Hunger and food insecurity are deepening. Four years ago, in 2014, J said, “The food pantry saw about 20 families a month. Now we have 70 to 90 families a month. The food pantry used to be used by families as a supplementary resource. Now it is the main source for groceries for these families.

“I have kids every week that I pack a backpack for, for them to take home so they can eat over the weekend. I have a walk-in closet in my classroom stocked with food. I tell the kids not to even ask, because I don’t want them to feel ashamed, but to just go in and take what they need.”

“I have no doubt that this will pass and there will be a statewide teachers strike,” J stated. In 1990, they said, some teachers broke the picket lines, allowing the school administrations to continue to keep schools open. That situation sowed bitter divisions among teachers and created long-lasting animosity against the district superintendents.

This time around, J suggested, the state and county superintendents would seek to avoid that conflict—a maneuver that the unions are all too happy to accommodate. “The teachers will make up strike days as school days added on at the end of the year, like snow days, and they’ll just add those to the end of our contract. After 27 school days, that’s when we start to lose money.

“The unions have tried to pump the brakes a couple of times,” J added. “But West Virginia is a right-to-work state. Teachers have said they will drop their membership if the unions don’t do what they want. The teachers are setting their own terms in this dispute.

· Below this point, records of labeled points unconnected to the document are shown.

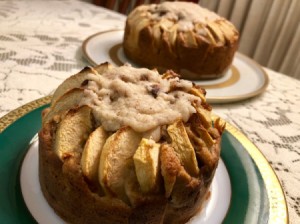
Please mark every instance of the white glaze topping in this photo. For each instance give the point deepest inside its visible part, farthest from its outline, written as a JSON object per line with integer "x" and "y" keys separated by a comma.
{"x": 139, "y": 98}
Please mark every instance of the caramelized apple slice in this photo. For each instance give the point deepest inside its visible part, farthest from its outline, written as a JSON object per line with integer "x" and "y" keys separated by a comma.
{"x": 170, "y": 166}
{"x": 146, "y": 162}
{"x": 91, "y": 153}
{"x": 116, "y": 161}
{"x": 64, "y": 103}
{"x": 183, "y": 147}
{"x": 72, "y": 132}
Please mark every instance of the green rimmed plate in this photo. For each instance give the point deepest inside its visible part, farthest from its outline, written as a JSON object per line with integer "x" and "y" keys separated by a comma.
{"x": 257, "y": 196}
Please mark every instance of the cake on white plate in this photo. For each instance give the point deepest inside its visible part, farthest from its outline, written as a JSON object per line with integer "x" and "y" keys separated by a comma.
{"x": 182, "y": 36}
{"x": 127, "y": 145}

“Legislators have said this will make them less likely to budge. But both sides [teachers and legislators] have said they’re not going to budge. We have said we require dedicated funding for our health insurance, and they have said they will not introduce a new tax to pay for it,” J noted.

“But teachers have the public on their side. How many parents are depending on the schools to have their kids somewhere so they can go to work?”

Beyond the pay and benefits issues, an ideological agenda is involved. From Education Secretary Betsy DeVos on down, a section of the ruling class is bent on destroying the right to free, secular, public education.

“One of the senators most involved in fighting the teachers, Robert Karnes, has eight children he has homeschooled,” J noted. “One of the bills he has proposed is a voucher program, which would take even more money out of the public education fund. Under his plan, homeschooling parents would get between $8,000 and $11,000 per child depending on the grade level.” J expressed concern over the lack of accountability for homeschooling parents, and the potential for abuse of the system and of children themselves.